I would like to make one thing absolutely clear. I do not write fiction. People drift up to me quite often and say: ‘Oh yes, you’re that woman everything seems to happen to, aren’t you?’ Then they wink archly and nudge me with an elbow.

‘But I only write the truth!’ I cry.

‘Oh yes, sure,’ they giggle knowingly. Well, maybe I rearrange the truth just enough to avoid giving offence. If you want to quote your ghastly old Uncle Charlie, it’s best to make him somebody else’s ghastly old Uncle Charlie. But close members of my family, who share my daily round, know that we really do drift up to button counters and overhear foreign gentlemen demanding sex. Of course it’s soon established that they are mispronouncing the word ‘six’. Or perhaps they really do need sex … people’s behaviour can be so interesting.

Take that day I popped up to London early one Monday morning for a day’s shopping, hopped on a bus at Paddington and headed eagerly towards Oxford Circus. As the bus slowed down in a traffic jam I was fascinated to see a rather intense looking girl beating with her fist on the door of a sex shop crying: ‘Let me in! Hoy – let me in!’

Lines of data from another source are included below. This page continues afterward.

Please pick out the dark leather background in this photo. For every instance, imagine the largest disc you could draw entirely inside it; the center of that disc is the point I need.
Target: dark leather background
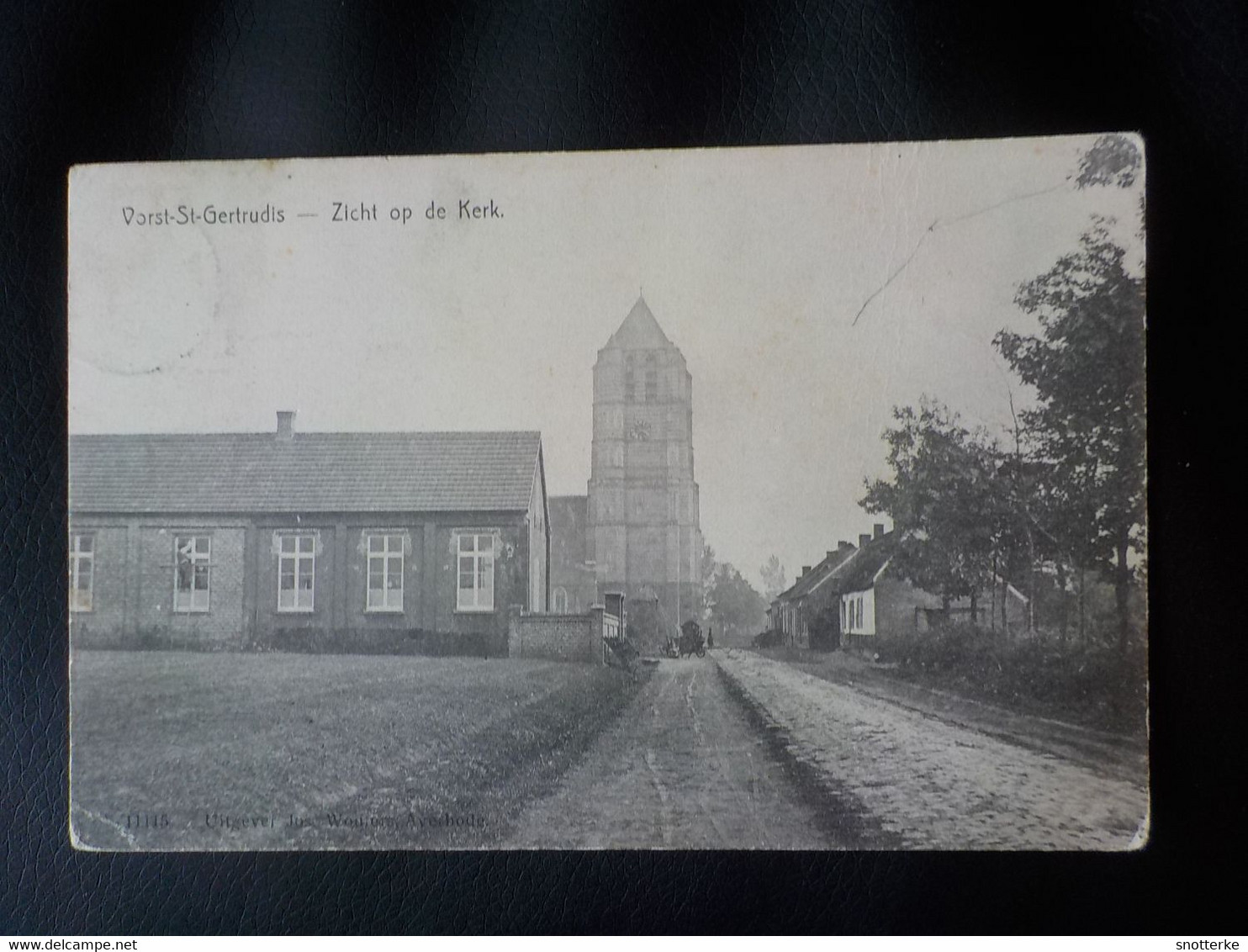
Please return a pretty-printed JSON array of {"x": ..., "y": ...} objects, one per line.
[{"x": 234, "y": 79}]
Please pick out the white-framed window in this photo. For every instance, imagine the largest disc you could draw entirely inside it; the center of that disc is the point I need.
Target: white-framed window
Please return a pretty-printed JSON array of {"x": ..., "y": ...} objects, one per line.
[
  {"x": 296, "y": 573},
  {"x": 384, "y": 573},
  {"x": 476, "y": 573},
  {"x": 82, "y": 572},
  {"x": 193, "y": 572}
]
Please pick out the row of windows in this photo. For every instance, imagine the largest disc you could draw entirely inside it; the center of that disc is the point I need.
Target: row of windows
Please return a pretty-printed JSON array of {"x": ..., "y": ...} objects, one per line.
[
  {"x": 296, "y": 573},
  {"x": 632, "y": 381}
]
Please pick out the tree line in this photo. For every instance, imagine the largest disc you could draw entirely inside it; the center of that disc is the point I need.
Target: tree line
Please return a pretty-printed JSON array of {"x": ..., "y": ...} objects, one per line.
[{"x": 1065, "y": 489}]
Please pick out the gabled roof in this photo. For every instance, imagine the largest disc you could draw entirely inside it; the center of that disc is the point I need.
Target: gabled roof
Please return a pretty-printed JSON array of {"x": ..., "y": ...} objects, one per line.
[
  {"x": 639, "y": 330},
  {"x": 860, "y": 574},
  {"x": 825, "y": 573},
  {"x": 306, "y": 472}
]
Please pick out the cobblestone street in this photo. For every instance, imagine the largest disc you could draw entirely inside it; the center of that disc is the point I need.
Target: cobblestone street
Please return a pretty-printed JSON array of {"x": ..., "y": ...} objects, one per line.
[{"x": 933, "y": 784}]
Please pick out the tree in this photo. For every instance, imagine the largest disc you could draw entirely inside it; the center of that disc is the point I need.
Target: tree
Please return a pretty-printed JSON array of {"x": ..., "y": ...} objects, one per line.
[
  {"x": 1112, "y": 160},
  {"x": 773, "y": 578},
  {"x": 737, "y": 608},
  {"x": 943, "y": 498},
  {"x": 1087, "y": 430},
  {"x": 708, "y": 578}
]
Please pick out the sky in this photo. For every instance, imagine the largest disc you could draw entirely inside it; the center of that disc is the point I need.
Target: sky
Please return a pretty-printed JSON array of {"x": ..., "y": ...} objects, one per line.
[{"x": 810, "y": 289}]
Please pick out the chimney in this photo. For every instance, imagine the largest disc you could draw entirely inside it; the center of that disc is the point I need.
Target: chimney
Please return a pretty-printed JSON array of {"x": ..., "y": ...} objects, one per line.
[{"x": 285, "y": 425}]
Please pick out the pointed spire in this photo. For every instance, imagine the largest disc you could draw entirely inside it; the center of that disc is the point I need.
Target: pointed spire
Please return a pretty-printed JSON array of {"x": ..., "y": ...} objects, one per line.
[{"x": 639, "y": 328}]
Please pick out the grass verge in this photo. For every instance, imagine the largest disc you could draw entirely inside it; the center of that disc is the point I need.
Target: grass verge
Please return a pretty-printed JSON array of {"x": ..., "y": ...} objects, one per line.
[{"x": 244, "y": 751}]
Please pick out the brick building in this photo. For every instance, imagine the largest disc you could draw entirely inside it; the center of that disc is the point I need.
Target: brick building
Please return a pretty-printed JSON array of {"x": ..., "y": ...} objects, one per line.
[
  {"x": 637, "y": 531},
  {"x": 306, "y": 539},
  {"x": 856, "y": 595}
]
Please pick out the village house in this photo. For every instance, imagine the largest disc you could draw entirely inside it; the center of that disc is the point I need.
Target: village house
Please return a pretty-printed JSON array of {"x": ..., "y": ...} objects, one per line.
[
  {"x": 856, "y": 595},
  {"x": 876, "y": 601},
  {"x": 306, "y": 541},
  {"x": 806, "y": 613}
]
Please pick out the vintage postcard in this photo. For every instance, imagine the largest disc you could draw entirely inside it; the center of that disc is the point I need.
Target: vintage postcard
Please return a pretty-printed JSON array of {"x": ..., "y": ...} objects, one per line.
[{"x": 750, "y": 498}]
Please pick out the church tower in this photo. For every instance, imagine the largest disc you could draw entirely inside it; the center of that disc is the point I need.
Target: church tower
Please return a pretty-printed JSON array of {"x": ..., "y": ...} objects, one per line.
[{"x": 643, "y": 526}]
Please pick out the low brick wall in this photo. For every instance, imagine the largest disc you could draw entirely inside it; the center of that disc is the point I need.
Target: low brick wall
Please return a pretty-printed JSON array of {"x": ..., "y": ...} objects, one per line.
[{"x": 557, "y": 637}]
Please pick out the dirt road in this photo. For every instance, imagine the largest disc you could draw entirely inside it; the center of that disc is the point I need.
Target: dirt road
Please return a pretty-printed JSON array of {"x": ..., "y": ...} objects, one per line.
[
  {"x": 935, "y": 784},
  {"x": 683, "y": 768}
]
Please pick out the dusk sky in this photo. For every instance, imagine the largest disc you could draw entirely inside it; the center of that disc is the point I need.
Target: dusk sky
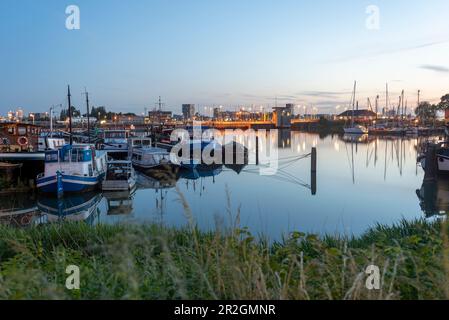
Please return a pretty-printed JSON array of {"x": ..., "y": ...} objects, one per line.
[{"x": 211, "y": 52}]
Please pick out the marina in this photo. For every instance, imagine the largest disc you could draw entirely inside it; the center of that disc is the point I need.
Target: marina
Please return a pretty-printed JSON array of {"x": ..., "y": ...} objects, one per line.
[{"x": 361, "y": 166}]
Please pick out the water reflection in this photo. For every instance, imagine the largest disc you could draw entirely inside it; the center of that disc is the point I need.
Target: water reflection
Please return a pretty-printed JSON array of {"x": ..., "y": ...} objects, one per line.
[
  {"x": 80, "y": 207},
  {"x": 362, "y": 180},
  {"x": 434, "y": 197}
]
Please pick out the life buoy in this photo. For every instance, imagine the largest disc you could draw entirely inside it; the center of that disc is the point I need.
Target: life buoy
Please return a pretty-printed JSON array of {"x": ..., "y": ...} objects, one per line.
[{"x": 22, "y": 141}]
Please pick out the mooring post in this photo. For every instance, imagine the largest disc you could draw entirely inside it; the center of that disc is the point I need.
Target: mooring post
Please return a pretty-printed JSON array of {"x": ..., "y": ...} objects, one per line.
[
  {"x": 431, "y": 169},
  {"x": 313, "y": 170}
]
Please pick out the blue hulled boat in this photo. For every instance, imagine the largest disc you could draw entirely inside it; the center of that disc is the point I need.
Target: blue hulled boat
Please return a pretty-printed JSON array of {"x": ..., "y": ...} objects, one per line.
[{"x": 72, "y": 168}]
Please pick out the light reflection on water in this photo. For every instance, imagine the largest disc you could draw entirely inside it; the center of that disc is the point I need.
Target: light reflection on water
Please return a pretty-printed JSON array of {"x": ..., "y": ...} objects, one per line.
[{"x": 361, "y": 181}]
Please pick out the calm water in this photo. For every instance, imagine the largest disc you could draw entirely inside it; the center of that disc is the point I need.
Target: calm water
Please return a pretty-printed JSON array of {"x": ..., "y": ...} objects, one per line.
[{"x": 360, "y": 182}]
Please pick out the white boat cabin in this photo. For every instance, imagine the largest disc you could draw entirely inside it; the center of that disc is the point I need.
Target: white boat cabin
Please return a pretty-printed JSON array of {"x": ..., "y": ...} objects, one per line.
[{"x": 76, "y": 160}]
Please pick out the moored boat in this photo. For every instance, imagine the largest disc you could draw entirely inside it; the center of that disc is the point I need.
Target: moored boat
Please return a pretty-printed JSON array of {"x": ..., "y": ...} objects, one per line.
[
  {"x": 72, "y": 168},
  {"x": 120, "y": 176},
  {"x": 148, "y": 158}
]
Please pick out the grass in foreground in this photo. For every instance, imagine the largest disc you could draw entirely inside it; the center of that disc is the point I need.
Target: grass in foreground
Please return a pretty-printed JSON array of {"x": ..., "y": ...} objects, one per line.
[{"x": 153, "y": 262}]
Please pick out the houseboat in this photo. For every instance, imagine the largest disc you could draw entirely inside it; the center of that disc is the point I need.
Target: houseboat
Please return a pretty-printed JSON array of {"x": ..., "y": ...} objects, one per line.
[
  {"x": 115, "y": 140},
  {"x": 72, "y": 168},
  {"x": 81, "y": 207},
  {"x": 18, "y": 137},
  {"x": 145, "y": 159}
]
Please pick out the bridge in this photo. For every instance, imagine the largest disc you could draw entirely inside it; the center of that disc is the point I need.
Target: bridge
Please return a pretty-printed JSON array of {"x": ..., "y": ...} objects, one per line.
[{"x": 239, "y": 124}]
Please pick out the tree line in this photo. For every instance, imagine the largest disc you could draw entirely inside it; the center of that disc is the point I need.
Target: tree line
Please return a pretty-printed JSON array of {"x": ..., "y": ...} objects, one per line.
[{"x": 427, "y": 110}]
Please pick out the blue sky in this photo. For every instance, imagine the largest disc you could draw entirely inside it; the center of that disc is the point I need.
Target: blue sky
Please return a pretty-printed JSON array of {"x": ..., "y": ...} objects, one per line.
[{"x": 216, "y": 52}]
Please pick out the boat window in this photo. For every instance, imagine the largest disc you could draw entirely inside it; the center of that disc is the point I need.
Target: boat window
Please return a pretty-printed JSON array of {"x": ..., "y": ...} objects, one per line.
[
  {"x": 22, "y": 131},
  {"x": 51, "y": 157},
  {"x": 75, "y": 155}
]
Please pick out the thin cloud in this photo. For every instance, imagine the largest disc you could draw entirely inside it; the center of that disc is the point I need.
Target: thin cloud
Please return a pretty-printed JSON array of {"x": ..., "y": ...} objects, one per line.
[
  {"x": 440, "y": 69},
  {"x": 391, "y": 51}
]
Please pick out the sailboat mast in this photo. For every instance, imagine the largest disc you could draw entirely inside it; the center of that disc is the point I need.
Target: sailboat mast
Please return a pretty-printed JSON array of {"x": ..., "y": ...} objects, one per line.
[
  {"x": 403, "y": 110},
  {"x": 386, "y": 98},
  {"x": 88, "y": 116},
  {"x": 353, "y": 104},
  {"x": 70, "y": 113}
]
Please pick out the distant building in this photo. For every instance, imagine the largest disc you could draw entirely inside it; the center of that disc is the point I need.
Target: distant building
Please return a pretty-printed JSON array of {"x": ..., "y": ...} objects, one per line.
[
  {"x": 130, "y": 119},
  {"x": 217, "y": 114},
  {"x": 160, "y": 116},
  {"x": 358, "y": 115},
  {"x": 188, "y": 111},
  {"x": 282, "y": 116}
]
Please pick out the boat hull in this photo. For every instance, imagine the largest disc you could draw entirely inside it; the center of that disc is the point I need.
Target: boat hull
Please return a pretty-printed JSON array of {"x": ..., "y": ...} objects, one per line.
[
  {"x": 356, "y": 131},
  {"x": 71, "y": 184}
]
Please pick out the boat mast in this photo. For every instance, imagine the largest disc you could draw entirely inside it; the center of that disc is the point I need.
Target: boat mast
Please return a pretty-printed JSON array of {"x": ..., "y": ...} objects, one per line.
[
  {"x": 70, "y": 113},
  {"x": 51, "y": 120},
  {"x": 420, "y": 113},
  {"x": 88, "y": 116},
  {"x": 403, "y": 110},
  {"x": 353, "y": 104}
]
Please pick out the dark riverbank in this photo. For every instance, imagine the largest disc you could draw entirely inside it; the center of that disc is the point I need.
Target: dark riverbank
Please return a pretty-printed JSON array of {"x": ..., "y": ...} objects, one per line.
[{"x": 153, "y": 262}]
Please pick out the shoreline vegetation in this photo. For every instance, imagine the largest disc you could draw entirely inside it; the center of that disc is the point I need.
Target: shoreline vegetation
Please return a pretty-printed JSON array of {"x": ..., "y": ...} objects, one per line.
[{"x": 155, "y": 262}]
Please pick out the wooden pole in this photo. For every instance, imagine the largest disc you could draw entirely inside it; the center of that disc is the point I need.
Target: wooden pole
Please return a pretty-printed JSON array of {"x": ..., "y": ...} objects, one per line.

Now, I don’t know how you would have reacted, but my mind absolutely raced through the various possibilities which could have brought this poor soul to such a pretty pass – and so early in the day, too. But when I told this little story to a friend, she said prosaically: ‘Probably just one of the staff who’d been sent out for coffee before opening-up time.’

And lest you live way beyond the city commuter belt and think I’m making up the very idea of such a thing as a sex shop, let me assure you that they do exist (if not as yet in village high streets). In fact, I bravely strolled into one once and discovered it to be a pale pink place full of Sinatra background music, athletic photographs and little men in raincoats and cycle clips buying jars of cold cream labelled ‘Stud’ and ‘Rampage’.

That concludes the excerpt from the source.